1) They strive to be "provocative without being partisan." I recently watched a very "provocative" video on Facebook about a 15-year-old girl who wants to get pregnant. I applaud the desire to avoid being partisan, and I like the way Newsweek goes about that. But the "provocative" stuff tends to annoy me. I mentioned earlier; I think they spend a lot of time being "provocative" . . . and not always in a constructive way. What, exactly, are we trying to provoke? Thought? Discussion? Emotion? Response? Sales?

Alas, I live in a world where screaming, sensationalist headlines sell. And if "news" companies want to make money, they have to get eyeballs where their advertisers can count 'em. So that means more screaming, sensationalist headlines. It means more opinion pieces by writers who also contribute to (like Dahlia Lithwick, e.g. Put Sarah Palin on the Supreme Court! That place needs a breast pump!) Provocative? You betcha. Adding to intelligent discourse in this country? Less so.

About those opinion pieces:

2) There's a lot more opinion in the new Newsweek. Editor Jon Meacham, in his "Top of the Week" column (formerly "The Editor's Desk") introducing the relaunch, explains what we'll see more - and less - of in weeks to come:
"There will, for the most part, be two kinds of stories in the new NEWSWEEK. The first is the reported narrative—a piece, grounded in original observation and freshly discovered fact, that illuminates the important and the interesting. The second is the argued essay—a piece, grounded in reason and supported by evidence, that makes the case for something.

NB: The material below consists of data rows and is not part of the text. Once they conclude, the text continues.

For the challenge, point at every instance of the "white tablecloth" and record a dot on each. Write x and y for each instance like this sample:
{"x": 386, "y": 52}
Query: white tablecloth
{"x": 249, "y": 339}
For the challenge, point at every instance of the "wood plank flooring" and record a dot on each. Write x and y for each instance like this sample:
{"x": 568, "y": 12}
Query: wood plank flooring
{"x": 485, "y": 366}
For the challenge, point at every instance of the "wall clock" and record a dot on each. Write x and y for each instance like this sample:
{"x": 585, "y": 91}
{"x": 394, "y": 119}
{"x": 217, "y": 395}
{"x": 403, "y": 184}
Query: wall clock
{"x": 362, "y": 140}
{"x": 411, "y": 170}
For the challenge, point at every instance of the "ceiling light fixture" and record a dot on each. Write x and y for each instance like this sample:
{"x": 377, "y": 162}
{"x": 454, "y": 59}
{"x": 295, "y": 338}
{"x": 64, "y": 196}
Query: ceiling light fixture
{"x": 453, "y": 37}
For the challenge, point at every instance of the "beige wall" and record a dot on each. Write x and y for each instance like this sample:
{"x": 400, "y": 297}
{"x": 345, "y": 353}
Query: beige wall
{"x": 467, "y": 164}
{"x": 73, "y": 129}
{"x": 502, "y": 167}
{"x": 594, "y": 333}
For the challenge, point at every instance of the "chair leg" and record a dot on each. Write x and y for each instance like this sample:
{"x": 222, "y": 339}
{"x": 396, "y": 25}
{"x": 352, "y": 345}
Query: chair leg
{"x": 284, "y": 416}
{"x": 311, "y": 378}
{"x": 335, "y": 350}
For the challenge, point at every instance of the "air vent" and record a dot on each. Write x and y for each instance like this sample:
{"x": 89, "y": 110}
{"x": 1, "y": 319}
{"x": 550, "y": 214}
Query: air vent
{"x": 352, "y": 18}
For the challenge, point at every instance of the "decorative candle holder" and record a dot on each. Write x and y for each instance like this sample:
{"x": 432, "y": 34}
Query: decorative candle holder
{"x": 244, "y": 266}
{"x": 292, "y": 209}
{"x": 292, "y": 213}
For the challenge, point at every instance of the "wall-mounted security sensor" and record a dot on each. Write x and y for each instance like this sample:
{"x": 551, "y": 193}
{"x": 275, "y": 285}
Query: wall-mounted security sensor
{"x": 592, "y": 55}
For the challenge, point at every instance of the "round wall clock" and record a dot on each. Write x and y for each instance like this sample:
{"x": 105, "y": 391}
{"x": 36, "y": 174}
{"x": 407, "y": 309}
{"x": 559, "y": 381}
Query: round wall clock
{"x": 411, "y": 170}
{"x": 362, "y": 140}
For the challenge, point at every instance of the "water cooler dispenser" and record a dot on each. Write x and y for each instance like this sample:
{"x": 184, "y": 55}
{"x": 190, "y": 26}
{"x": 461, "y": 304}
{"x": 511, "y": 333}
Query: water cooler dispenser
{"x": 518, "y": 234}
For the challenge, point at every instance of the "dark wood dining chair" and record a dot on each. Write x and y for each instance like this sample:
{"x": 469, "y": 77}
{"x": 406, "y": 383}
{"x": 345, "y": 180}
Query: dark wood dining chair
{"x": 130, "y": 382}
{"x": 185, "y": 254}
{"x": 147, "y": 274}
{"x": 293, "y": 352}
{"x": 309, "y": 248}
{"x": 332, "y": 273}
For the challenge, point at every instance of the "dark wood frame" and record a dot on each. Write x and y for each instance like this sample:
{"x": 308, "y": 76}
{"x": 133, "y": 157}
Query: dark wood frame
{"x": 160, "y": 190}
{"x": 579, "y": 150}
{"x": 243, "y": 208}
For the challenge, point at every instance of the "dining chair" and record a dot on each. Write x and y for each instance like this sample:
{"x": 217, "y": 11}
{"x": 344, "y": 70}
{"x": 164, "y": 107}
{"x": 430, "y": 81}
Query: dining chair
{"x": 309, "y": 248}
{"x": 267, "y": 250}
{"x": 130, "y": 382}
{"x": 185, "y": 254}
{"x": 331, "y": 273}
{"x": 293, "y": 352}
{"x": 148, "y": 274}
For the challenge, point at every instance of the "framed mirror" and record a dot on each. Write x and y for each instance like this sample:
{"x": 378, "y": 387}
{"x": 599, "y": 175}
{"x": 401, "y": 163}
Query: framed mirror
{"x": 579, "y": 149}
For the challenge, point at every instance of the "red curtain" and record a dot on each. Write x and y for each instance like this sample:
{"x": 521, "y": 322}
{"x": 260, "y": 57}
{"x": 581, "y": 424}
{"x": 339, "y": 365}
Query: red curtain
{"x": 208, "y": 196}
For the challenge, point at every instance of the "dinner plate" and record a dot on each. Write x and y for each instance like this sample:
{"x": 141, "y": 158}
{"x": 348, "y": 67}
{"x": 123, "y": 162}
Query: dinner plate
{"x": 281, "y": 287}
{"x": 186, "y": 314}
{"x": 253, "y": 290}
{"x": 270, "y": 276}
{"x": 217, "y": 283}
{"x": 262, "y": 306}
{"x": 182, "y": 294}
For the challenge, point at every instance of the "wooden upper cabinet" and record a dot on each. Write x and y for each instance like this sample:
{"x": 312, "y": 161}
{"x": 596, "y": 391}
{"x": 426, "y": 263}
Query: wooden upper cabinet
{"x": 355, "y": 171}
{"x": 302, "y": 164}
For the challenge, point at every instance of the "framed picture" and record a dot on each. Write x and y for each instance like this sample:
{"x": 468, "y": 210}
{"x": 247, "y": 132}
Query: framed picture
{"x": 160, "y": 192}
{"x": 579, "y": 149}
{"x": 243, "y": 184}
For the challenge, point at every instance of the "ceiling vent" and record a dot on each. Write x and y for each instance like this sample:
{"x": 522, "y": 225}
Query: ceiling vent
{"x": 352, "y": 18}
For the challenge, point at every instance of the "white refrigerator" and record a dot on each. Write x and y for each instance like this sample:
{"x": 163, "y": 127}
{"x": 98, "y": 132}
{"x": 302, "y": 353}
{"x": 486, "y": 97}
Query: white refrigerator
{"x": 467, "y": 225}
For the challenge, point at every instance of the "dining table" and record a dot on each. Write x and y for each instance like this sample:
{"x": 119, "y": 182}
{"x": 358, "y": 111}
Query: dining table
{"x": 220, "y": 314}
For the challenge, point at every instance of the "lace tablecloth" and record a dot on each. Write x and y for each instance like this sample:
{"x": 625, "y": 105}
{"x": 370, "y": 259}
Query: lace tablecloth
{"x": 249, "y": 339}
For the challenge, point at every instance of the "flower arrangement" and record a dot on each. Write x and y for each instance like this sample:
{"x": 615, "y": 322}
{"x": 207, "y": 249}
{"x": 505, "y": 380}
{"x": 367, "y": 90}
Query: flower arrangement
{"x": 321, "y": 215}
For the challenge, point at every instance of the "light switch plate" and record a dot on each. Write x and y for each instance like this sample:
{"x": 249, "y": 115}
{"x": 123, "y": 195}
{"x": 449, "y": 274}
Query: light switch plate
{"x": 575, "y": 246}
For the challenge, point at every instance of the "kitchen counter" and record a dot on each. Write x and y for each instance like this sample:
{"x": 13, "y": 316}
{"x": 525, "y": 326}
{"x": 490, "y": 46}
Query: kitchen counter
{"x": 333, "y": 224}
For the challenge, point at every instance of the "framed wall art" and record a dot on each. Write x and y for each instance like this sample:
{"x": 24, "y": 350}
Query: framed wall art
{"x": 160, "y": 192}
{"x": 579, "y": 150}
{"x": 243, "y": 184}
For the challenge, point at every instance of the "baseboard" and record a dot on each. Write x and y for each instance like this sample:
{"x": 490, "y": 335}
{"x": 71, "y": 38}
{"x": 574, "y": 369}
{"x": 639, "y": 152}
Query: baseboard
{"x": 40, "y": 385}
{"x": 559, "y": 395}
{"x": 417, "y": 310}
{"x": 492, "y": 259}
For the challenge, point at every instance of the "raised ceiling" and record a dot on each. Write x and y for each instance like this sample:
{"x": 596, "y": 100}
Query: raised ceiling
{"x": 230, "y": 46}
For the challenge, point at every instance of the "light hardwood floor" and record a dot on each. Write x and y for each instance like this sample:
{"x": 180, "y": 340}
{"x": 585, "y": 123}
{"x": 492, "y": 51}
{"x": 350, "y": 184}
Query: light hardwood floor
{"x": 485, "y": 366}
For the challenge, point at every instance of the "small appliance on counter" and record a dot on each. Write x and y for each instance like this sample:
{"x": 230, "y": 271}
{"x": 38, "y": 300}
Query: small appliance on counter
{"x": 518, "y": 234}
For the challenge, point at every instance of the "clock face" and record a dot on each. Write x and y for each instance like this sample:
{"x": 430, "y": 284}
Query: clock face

What is displaced by these categories? The chief casualty is the straightforward news piece and news written with a few (hard-won, to be sure) new details that does not move us significantly past what we already know."
What who already knows? Those of you in the news business who read the AP Wire as it streams in and devour hours of cable news programs a day? Or people like me, who see the biggest headlines on our iGoogle homepages, listen to NPR news when we happen to be in the car at the top of the hour, and carry Newsweek with us to catch up on the rest? The latter group - people like me - are getting screwed by this new version of the magazine.

Newsweek used to kick off with "Periscope," full of short reported pieces wherein I learned interesting (or not) things like who Obama might pick for the Supreme Court or what's going on with Israel's new Prime Minister.

There are still short pieces in the new "Scope" section of Newsweek, and they still have an international flare. But the piece on civil rights abuses in Egypt (fascinating!) ends in a critique of our current foreign policy toward that nation and a suggestion for what we should be doing. Opinion. The piece on the world economy, focusing on how spending isn't down nearly as much in France as it is here (interesting!) includes a suggestion that European attitudes on government spending are healthier than American attitudes on same. Opinion.

It's not that I necessarily disagree with the opinions or think they're poorly written. It's just that they're . . . not news.

I'll keep reading; I'll try to keep an open mind. But if I'm looking for news in a broad, in-depth, non-sensationalistic format that's more portable than the internet, something a little less pressing and ink-stainy than a daily newspaper, something that's more about covering the stories that matter and less about breaking the day's biggest headline, and if the place for that isn't Newsweek, then where is it?